Seeing the fluency and verve with which Dan and Michael thread together flickering synths, bubbling modular rhythms and semi-lucid field recordings, you’d think they’d both been hardware fiends since day dot. But Dan hasn’t always worked amid the warp and weft of electronic textures. He played piano at music college in Birmingham then studied a Masters in Copenhagen, all the while gigging as an in-demand jazz keyboardist. 

However, the desire to break away into more abstract timbres and textures was always lurking under the surface, and electronic music offered a chance to do just that. “I was always interested in electronic music, even when I was at college. Then when I moved to London and started playing with this drummer there was no bass player in the band and I had to play bass synth as well. So then I had a synth and over time it gradually crept in more and more. For a while I just went off the traditional keyboard instruments you find in jazz and wanted to have the flexibility of synthesised sounds.”

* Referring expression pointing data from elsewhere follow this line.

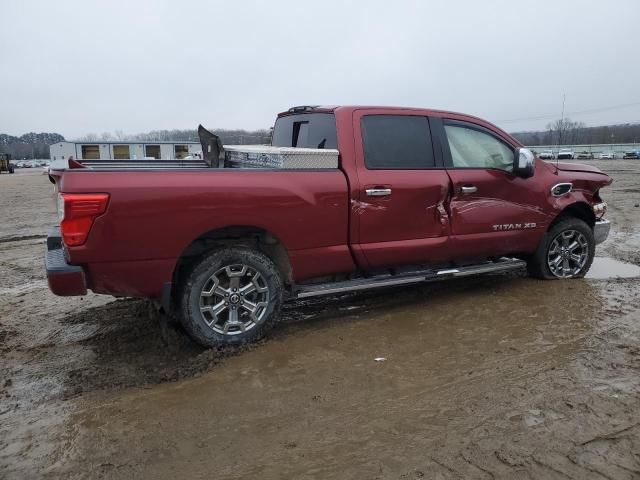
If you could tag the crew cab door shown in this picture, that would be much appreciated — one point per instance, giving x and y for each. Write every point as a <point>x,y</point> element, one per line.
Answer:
<point>399,213</point>
<point>493,212</point>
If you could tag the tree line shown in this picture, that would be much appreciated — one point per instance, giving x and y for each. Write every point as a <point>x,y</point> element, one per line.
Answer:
<point>567,132</point>
<point>228,137</point>
<point>30,145</point>
<point>561,132</point>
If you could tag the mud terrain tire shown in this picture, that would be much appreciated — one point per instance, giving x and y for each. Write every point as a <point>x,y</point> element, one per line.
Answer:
<point>558,242</point>
<point>231,297</point>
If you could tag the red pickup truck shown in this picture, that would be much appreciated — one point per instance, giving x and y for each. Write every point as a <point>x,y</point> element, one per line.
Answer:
<point>415,195</point>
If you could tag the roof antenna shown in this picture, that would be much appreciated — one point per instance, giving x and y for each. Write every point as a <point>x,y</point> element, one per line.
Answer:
<point>564,97</point>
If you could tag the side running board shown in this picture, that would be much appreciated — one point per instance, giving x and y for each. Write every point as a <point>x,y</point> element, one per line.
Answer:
<point>503,264</point>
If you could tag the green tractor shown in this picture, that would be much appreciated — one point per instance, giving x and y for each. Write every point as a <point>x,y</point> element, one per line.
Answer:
<point>5,163</point>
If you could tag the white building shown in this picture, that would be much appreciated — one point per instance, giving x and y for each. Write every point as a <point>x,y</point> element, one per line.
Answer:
<point>59,152</point>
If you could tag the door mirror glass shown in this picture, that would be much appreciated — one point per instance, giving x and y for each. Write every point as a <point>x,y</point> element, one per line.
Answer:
<point>524,163</point>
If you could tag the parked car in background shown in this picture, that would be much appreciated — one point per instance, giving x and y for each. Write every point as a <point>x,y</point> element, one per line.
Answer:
<point>566,153</point>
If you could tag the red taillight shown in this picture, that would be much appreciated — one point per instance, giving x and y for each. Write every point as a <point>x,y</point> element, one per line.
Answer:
<point>77,212</point>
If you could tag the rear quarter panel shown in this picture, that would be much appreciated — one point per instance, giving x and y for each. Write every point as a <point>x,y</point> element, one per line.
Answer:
<point>153,216</point>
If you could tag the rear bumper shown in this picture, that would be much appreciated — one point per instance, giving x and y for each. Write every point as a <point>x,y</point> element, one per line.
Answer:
<point>64,279</point>
<point>601,230</point>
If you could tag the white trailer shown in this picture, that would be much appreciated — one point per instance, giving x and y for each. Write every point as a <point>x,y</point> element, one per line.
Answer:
<point>118,150</point>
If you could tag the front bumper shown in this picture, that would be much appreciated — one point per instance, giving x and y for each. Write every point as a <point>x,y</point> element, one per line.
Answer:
<point>64,279</point>
<point>601,230</point>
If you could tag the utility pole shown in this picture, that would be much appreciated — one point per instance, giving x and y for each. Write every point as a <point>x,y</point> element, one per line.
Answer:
<point>561,129</point>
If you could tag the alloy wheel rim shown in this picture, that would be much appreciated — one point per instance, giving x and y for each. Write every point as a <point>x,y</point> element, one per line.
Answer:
<point>568,253</point>
<point>234,299</point>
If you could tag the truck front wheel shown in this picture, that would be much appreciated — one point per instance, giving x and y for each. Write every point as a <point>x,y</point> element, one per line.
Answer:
<point>233,296</point>
<point>566,251</point>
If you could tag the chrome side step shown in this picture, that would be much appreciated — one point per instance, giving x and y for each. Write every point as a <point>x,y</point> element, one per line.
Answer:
<point>504,264</point>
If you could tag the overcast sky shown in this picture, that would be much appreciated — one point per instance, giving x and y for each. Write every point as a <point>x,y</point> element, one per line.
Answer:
<point>75,67</point>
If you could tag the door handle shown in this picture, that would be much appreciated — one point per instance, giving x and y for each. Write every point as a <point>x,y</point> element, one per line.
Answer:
<point>378,192</point>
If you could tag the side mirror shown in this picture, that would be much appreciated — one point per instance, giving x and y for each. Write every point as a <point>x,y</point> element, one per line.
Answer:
<point>524,163</point>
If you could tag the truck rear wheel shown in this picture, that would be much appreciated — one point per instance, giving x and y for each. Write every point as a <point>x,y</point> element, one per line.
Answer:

Dan’s journey from piano to electronics has entered a new, more convergent/harmonious phase with his upcoming album, Mattering and Meaning, due to be released next month on Finnish label We Jazz. Each track began with a home-recorded piano doodle which was immediately stretched, smudged and embellished using production software, thereby capturing the spontaneity that Dan harnesses in his live performances, both in the jazz and electronic realms. As he explains, “I wasn’t even playing piano at all for quite a long time and then I just spontaneously started recording one day. I’d record two minutes on my phone and then put it straight onto the computer and cut it up in a really improvised way. Most of the songs took maybe half an hour from beginning to end.”

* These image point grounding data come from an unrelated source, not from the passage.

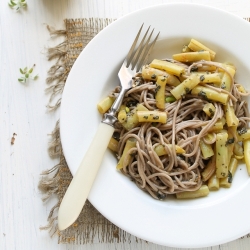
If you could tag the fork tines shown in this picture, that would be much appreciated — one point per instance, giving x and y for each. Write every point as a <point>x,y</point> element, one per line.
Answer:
<point>138,55</point>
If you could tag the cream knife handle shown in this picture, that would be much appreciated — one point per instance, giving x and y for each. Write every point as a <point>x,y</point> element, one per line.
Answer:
<point>82,181</point>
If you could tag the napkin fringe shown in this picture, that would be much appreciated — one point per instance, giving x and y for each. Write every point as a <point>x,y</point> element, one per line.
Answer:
<point>90,225</point>
<point>57,74</point>
<point>81,232</point>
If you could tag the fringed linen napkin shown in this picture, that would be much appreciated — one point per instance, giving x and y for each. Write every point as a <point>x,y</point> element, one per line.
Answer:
<point>55,181</point>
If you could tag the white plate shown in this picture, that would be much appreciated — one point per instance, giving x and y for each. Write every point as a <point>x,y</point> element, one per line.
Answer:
<point>222,216</point>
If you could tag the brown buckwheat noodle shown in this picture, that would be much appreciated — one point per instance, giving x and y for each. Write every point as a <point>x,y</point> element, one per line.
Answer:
<point>186,125</point>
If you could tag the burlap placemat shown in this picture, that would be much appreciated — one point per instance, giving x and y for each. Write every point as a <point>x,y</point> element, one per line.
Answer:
<point>90,223</point>
<point>55,181</point>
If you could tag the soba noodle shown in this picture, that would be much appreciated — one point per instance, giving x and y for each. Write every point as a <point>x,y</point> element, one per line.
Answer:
<point>186,125</point>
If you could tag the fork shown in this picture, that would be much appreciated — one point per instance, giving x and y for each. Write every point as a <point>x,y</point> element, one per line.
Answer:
<point>80,186</point>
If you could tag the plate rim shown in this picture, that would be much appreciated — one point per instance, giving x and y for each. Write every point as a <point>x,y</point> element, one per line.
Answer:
<point>86,48</point>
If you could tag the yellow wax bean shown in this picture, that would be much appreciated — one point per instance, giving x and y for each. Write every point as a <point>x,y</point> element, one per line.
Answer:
<point>227,181</point>
<point>160,93</point>
<point>209,169</point>
<point>226,82</point>
<point>105,104</point>
<point>203,191</point>
<point>197,46</point>
<point>131,143</point>
<point>213,183</point>
<point>243,134</point>
<point>169,67</point>
<point>149,73</point>
<point>209,109</point>
<point>221,155</point>
<point>246,145</point>
<point>182,89</point>
<point>186,49</point>
<point>238,151</point>
<point>210,94</point>
<point>231,118</point>
<point>214,78</point>
<point>192,56</point>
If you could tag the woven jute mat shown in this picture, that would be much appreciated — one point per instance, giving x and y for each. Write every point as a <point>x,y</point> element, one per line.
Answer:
<point>54,182</point>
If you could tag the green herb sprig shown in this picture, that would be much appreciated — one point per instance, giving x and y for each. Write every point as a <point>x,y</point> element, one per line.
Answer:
<point>17,4</point>
<point>27,74</point>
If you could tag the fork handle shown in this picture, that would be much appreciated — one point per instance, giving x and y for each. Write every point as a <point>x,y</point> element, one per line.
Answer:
<point>79,188</point>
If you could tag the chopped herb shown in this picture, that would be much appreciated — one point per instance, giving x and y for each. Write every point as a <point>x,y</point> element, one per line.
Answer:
<point>230,177</point>
<point>131,103</point>
<point>202,77</point>
<point>170,99</point>
<point>116,136</point>
<point>27,74</point>
<point>17,4</point>
<point>187,90</point>
<point>211,112</point>
<point>203,94</point>
<point>194,69</point>
<point>153,76</point>
<point>157,88</point>
<point>223,85</point>
<point>242,131</point>
<point>230,141</point>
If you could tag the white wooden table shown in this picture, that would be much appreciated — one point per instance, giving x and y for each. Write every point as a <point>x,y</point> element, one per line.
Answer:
<point>23,42</point>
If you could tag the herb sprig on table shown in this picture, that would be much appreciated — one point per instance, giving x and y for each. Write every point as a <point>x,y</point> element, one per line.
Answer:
<point>27,74</point>
<point>17,4</point>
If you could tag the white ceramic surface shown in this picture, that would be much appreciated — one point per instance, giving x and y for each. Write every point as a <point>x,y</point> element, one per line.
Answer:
<point>218,218</point>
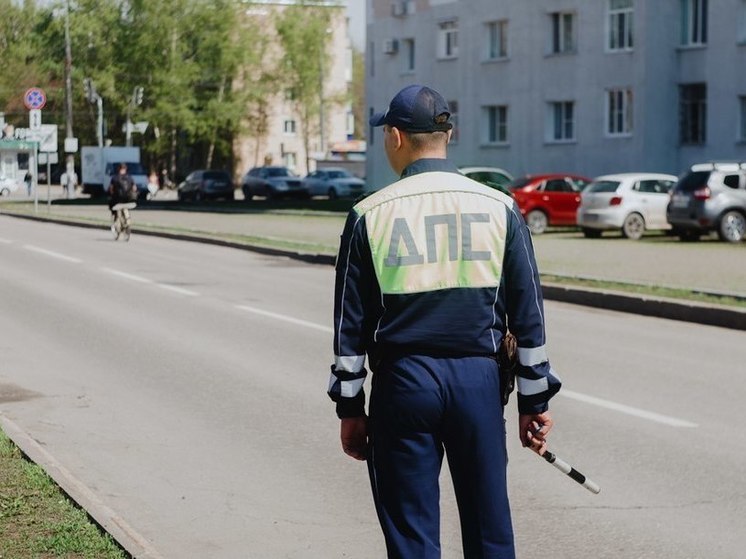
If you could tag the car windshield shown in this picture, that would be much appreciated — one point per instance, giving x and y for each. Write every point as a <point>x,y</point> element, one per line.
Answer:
<point>279,172</point>
<point>216,175</point>
<point>693,181</point>
<point>520,183</point>
<point>603,186</point>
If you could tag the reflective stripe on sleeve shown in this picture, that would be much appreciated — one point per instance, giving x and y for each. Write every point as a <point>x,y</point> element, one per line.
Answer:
<point>350,363</point>
<point>529,387</point>
<point>530,356</point>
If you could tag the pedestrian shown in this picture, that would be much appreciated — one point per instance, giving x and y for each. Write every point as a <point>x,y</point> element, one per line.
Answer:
<point>69,182</point>
<point>431,271</point>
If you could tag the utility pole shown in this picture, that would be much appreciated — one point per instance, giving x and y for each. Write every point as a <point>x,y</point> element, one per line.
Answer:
<point>70,157</point>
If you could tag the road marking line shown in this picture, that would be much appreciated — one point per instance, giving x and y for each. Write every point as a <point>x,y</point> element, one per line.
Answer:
<point>286,318</point>
<point>629,410</point>
<point>179,290</point>
<point>126,275</point>
<point>53,254</point>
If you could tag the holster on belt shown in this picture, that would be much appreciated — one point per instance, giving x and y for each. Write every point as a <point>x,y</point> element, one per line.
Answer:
<point>507,360</point>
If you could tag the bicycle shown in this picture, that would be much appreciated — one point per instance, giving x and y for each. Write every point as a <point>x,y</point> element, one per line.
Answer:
<point>122,222</point>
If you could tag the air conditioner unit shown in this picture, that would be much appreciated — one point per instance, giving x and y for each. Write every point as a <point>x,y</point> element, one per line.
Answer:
<point>390,46</point>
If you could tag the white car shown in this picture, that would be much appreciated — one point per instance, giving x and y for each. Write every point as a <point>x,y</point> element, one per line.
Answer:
<point>8,185</point>
<point>630,202</point>
<point>334,182</point>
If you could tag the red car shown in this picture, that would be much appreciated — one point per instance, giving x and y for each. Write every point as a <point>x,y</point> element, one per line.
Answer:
<point>548,199</point>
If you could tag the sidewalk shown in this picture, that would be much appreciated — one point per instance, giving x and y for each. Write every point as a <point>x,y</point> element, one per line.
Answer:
<point>708,266</point>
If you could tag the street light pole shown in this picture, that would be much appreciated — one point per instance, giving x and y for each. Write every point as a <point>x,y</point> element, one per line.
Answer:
<point>70,157</point>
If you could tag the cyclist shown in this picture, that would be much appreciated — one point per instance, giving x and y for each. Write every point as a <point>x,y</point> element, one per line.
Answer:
<point>122,190</point>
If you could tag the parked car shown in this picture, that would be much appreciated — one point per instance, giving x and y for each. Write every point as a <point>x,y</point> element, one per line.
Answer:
<point>551,199</point>
<point>630,202</point>
<point>710,197</point>
<point>491,176</point>
<point>206,184</point>
<point>272,182</point>
<point>334,182</point>
<point>8,186</point>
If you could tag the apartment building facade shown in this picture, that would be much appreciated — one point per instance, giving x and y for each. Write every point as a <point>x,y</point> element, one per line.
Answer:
<point>576,86</point>
<point>283,144</point>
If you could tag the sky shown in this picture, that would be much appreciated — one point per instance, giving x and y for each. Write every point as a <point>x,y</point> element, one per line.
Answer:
<point>356,13</point>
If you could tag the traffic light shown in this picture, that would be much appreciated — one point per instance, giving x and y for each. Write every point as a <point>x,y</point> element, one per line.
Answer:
<point>138,95</point>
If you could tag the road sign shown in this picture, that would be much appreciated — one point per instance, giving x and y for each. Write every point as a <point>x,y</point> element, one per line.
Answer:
<point>34,98</point>
<point>34,119</point>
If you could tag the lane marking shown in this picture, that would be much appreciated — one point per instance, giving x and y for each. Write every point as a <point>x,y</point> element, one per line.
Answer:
<point>140,279</point>
<point>125,275</point>
<point>53,254</point>
<point>629,410</point>
<point>176,289</point>
<point>286,318</point>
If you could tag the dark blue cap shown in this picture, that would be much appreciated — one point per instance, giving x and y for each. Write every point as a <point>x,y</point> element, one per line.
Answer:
<point>416,108</point>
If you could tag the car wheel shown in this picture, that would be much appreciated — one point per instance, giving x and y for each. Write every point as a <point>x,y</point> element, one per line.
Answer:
<point>633,226</point>
<point>732,227</point>
<point>537,222</point>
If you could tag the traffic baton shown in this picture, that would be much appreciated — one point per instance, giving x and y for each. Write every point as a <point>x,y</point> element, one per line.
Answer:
<point>565,468</point>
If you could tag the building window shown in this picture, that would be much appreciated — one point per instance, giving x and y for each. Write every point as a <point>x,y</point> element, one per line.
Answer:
<point>497,40</point>
<point>561,121</point>
<point>289,127</point>
<point>408,46</point>
<point>693,113</point>
<point>448,39</point>
<point>496,122</point>
<point>453,106</point>
<point>693,22</point>
<point>621,14</point>
<point>563,33</point>
<point>619,112</point>
<point>290,159</point>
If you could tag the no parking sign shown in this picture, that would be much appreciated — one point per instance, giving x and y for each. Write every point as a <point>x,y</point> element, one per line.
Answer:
<point>34,98</point>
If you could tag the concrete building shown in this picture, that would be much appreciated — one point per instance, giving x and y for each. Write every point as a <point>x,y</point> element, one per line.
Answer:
<point>576,86</point>
<point>284,142</point>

This process arose through a desire “to create music that was a continuation of daily occurrences,” and the resulting songs are suffused with a deep and poignant intimacy. “It’s a bit like an audio diary really. There’s all these bits where you hear like my daughter in the background or noises from things happening, things falling over.” These interjections are often charming, but overall Mattering and Meaning feels like a work of serious thought and introspection. Keys tumble, cascade, then are elongated, looped, distorted or sometimes buried under electronic fuzz, as if Dan’s dismantling his relationship to the piano in front of our ears, unsure which direction his true feelings lie.

Dan cites a “deep interest in human relationships to ecstatic practices and communalities” as one of the album’s main influences. These are topics he has also explored by curating a series of ‘Technodrifts,’ events which involve a group of people gathering in a public space and simultaneously listening to the same techno mix on headphones. While they began in Berlin as a response to the closure of clubs, for Dan they form part of a far broader conversation: “In the last few years I’ve been getting less interested in music as pieces of art to be played in concert halls or wherever, and more interested in the communal experience that music can offer. The Technodrifts are about reclaiming space and reclaiming your right to dance, but also about the necessity for people to come together and do things together, strengthening community and making people less isolated.”

Perhaps at no time in modern history have human beings been so socially, emotionally and ideologically separate from one another. Blame Covid, blame technology, blame Capitalism, blame individualism - finding the cause matters less than finding the solution. What we need is people ready to fight against it, and Dan seems like a man who’s up for the scrap.